To istny surrealizm! Bazar przy ursynowskim szpitalu
Dosłownie parę dni temu pisaliśmy o przeniesieniu w części dawnego bazarku „Na Dołku” pod mury Szpitala Południowego. To dość dziwna decyzja, tym bardziej że pod Szpitalem Południowym jest miejsc na 80 stoisk, czyli jakieś 2/3 obecnego stanu. Nie ma elektryczności, wody, toalet, itp.
Radny Antosiuk relacjonuje
Porównałem z pomocą drona wielkości bazarku Na Dołku i nowego targowiska przy Szpitalu Południowym. Póki co wygląda na to, że 3 razy więcej kupców zostało w starej lokalizacji. Ciekawi mnie tylko czy wokół nowego miejsca też będzie taki bałagan jak na pętli. Na ten moment wygląda ono schludniej, ale i liczba klientów jest znacznie mniejsza. Szkoda tylko, że na tych przepychankach między kupcami i na bierności władz miasta wobec bałaganu przy targowiskach tracimy my wszyscy.

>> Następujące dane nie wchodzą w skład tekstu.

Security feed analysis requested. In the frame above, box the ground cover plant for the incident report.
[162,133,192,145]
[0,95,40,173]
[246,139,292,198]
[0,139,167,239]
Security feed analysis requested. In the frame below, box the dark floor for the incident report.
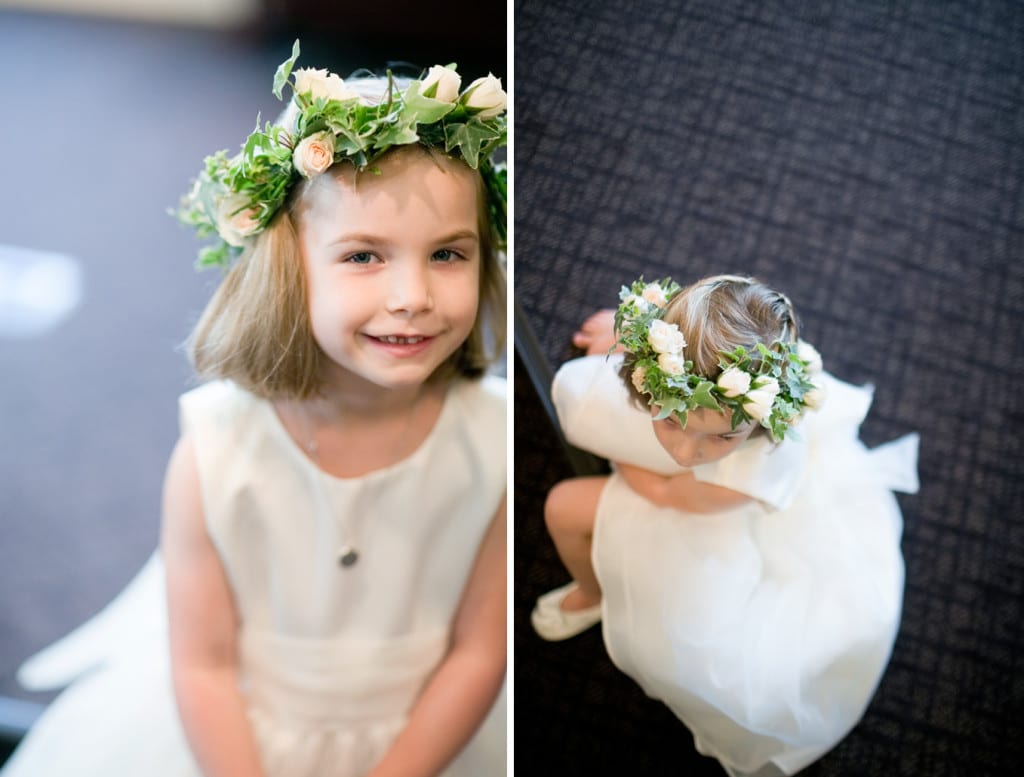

Pod Szpitalem Południowym już drugi tydzień funkcjonuje bazarek założony przez kupców skonfliktowanych z Piotrem Karczewskim. Porównałem wielkość obu bazarków za pomocą drona. Póki co bazarek „Na Dołku” w zasadzie nie zmniejszył się, a nowe targowisko jest 3-4 razy mniejsze.
Jednocześnie wczoraj dotarła do nas informacja, że radny Piotr Karczewski, który przejął bazarek „Na Dołku” zrezygnował z mandatu radnego, aby uniknąć konfliktu interesów. Czy nowy właściciel uporządkuje teren wokół dawnej pętli autobusowej? Szczerze wątpię.